The first thing you'll notice about Heartland Film Fest Award-winner The Falconer is that the film is mesmerizingly beautiful to behold. The first international film in history to be shot entirely in the nation of Oman, The Falconer is extraordinarily shot by D.P. Nicholas Bupp with every frame practically a love song to the Middle East that is seldom captured so exquisitely in American cinema.
The film, which had its world premiere at Indy's Heartland International Film Festival, captured the fest's prize for Best Narrative Feature Premiere. With several fests already lined up following Heartland, including Bend Film Festival, Portland Film Festival, Newport Beach, Austin Film Festival, and St. Louis International Film Festival, there's no doubt that award stack is going to keep on growing.
The Falconer centers around two friends - Tariq, an Omani teenager, and Cai, a privileged Westerner. Inspired by a true story, The Falconer follows the two as they conspire to steal animals the zoo to sell on the black market to raise money for Tariq's sister's divorce as she attempts to divorce her abusive husband.
Unlike in America, this is no small task.
The story that unfolds is simultaneously an adventure and a coming-of-age story as these two teens come face-to-face with moral complexities that, perhaps more than anything, serve as reminders of the broad chasm in the worlds from which they come.
As filmmakers who frequently travel the world, co-writers and directors Adam Sjoberg and Seanne Winslow refreshingly avoid the broad stroke stereotypes so often associated with this part of the world in favor of a story of friendship, community, devotion, and cultural awareness. The film soars on the strength of the honest chemistry between co-leads Rami Zahar and Rupert Fennessy. The two, both in their feature film debuts, sell the relationship beautifully, however, they also powerfully bring to life the cultural tensions and differences in understanding.
Given the basic storyline, you could be forgiven for anticipating The Falconer to be a very different kind of film. The truth is that The Falconer is much more about the friendship that unfolds despite Tariq and Cai's incredible differences. Much of this works because Sjoberg and Winslow emphasized their love for the region by bringing in Cai and Tariq and by surrounding themselves with local creatives. The original story actually unfolded in Yemen, yet The Falconer remains faithful to story and locale and have created a film with universal messages and dialogue that transcends borders.

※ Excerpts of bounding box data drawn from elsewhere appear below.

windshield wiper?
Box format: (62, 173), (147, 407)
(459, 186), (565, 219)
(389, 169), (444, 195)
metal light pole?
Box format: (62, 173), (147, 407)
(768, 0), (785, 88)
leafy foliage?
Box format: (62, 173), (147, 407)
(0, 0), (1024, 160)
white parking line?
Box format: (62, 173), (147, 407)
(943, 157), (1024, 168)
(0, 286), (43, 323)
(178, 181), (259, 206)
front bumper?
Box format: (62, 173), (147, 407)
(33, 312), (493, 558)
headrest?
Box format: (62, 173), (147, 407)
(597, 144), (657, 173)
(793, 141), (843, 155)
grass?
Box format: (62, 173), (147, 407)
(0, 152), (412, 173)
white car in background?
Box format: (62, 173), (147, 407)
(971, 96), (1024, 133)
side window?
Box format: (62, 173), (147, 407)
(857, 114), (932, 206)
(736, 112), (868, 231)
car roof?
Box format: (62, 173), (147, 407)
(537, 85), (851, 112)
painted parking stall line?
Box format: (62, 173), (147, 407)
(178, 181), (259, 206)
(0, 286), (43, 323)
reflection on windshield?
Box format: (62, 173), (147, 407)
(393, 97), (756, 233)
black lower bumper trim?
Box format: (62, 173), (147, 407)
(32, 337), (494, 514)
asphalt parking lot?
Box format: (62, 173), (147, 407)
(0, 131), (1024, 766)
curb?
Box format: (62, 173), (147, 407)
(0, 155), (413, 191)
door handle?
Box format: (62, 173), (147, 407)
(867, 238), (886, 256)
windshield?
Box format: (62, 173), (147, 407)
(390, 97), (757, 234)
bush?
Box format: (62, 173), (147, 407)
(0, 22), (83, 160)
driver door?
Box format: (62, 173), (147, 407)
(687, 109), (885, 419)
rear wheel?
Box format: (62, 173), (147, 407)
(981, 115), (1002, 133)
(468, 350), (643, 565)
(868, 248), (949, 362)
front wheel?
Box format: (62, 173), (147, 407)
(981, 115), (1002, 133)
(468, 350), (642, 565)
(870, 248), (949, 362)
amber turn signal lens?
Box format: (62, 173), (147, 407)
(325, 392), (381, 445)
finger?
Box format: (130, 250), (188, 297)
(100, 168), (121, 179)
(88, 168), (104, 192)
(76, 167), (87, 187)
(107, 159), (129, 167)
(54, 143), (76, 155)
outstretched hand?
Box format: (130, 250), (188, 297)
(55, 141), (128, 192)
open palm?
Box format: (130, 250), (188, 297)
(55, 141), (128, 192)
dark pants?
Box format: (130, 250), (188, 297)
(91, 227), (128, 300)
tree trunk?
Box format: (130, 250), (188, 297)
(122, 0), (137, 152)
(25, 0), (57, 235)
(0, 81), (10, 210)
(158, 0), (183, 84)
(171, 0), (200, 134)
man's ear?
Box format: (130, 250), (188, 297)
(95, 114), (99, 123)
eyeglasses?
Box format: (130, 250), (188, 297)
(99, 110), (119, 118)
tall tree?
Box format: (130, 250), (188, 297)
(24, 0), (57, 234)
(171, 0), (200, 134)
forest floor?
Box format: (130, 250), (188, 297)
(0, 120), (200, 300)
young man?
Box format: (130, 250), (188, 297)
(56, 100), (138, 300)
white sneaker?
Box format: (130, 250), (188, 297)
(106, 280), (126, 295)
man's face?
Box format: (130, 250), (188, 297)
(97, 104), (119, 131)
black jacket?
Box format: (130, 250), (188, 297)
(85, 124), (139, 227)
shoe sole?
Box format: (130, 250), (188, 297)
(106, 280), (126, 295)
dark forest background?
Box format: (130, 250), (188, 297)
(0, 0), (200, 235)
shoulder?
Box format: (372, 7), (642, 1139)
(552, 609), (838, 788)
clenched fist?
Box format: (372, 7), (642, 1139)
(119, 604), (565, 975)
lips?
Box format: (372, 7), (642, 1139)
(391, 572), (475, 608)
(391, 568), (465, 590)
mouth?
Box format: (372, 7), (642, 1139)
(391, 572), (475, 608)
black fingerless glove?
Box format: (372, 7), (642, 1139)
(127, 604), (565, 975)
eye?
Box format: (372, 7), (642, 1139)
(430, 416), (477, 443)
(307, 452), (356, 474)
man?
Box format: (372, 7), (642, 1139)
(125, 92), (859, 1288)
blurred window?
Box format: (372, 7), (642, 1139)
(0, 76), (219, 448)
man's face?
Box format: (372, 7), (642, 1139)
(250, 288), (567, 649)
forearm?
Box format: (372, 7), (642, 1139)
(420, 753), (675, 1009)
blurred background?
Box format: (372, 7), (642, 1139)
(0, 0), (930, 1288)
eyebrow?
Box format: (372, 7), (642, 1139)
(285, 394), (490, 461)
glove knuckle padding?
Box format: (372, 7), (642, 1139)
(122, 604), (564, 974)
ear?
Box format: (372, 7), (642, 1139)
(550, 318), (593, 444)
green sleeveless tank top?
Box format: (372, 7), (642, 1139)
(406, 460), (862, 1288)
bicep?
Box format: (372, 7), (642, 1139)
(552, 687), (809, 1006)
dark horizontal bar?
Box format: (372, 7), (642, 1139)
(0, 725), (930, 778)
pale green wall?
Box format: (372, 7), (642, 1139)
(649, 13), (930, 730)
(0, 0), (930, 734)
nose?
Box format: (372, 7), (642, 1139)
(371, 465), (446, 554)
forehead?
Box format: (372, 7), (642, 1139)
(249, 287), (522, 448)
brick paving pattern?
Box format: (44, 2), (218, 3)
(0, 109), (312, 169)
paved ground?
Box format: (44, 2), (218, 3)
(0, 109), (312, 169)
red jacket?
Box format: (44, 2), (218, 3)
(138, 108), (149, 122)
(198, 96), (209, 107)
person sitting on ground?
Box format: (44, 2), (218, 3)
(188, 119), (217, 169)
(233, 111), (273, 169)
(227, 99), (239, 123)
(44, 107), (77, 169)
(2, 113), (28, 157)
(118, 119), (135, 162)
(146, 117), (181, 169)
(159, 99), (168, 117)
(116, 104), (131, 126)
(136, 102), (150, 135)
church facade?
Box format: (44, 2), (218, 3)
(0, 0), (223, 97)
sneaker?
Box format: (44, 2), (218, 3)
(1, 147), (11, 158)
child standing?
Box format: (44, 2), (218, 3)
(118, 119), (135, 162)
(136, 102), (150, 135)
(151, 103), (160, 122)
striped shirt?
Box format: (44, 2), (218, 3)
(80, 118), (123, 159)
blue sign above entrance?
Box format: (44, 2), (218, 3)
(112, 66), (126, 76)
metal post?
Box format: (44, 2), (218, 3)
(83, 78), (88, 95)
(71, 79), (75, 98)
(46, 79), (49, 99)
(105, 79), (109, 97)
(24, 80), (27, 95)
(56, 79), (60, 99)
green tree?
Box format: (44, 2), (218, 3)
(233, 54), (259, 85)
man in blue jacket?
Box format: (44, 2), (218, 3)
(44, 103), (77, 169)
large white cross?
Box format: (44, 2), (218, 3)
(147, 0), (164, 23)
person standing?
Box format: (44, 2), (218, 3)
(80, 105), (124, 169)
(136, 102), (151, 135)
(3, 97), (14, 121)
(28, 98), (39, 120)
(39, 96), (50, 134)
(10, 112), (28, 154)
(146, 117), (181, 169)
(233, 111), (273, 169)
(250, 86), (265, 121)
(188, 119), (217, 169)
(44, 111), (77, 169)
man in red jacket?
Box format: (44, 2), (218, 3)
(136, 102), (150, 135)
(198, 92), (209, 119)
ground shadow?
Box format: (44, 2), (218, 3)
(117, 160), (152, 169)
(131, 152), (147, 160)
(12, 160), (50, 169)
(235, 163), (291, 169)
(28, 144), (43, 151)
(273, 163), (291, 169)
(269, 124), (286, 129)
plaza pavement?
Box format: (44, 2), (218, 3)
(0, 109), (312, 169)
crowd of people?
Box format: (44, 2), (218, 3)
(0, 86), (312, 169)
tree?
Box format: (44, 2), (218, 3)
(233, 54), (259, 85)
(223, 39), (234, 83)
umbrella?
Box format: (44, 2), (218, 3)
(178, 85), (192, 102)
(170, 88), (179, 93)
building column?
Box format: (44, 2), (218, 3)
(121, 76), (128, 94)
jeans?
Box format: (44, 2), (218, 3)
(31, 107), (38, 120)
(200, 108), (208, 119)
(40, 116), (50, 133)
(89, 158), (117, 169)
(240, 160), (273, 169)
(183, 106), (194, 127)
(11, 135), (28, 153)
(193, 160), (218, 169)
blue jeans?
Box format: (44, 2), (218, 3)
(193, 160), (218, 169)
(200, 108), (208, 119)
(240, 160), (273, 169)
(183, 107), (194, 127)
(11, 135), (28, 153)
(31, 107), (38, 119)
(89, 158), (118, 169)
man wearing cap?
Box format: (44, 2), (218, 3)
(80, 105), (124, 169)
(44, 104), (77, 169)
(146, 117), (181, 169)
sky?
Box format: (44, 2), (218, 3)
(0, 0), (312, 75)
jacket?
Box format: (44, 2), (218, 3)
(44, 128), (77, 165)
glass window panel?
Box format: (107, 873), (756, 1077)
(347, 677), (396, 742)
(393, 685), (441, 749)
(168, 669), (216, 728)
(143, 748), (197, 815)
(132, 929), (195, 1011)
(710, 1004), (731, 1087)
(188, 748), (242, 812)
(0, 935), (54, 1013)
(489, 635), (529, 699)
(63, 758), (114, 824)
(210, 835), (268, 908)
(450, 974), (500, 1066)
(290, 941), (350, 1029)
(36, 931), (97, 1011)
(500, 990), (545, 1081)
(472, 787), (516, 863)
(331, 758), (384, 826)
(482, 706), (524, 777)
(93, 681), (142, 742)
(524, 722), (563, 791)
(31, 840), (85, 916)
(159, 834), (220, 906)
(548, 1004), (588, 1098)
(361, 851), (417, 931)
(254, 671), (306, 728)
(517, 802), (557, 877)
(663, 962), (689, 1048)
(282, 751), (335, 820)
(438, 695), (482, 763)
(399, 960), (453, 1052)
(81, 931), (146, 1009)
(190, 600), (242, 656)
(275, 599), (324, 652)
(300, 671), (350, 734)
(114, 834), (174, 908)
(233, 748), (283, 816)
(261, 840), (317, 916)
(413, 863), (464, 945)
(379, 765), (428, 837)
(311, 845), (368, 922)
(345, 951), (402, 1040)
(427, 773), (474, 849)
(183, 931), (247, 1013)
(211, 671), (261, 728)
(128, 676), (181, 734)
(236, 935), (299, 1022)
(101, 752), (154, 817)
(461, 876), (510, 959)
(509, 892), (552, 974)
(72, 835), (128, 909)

Original music by Samuel Stewart serves as a perfect companion for the film and somehow seems to honor the film's Middle East and Western roots.
With The Falconer, Sjoberg and Winslow have crafted a film that inspires and challenges, communicates immensely yet often stops to listen. There's not a false note played here. There are no trumped up histrionics or faux conflicts manufactured for the sake of drama. Instead, Sjoberg and Winslow take a true to life, fantastical and inspired story and they allow it to unfold with the patience of poets who understand the magic in these words.
Indeed, The Falconer is a rather magical cinematic experience.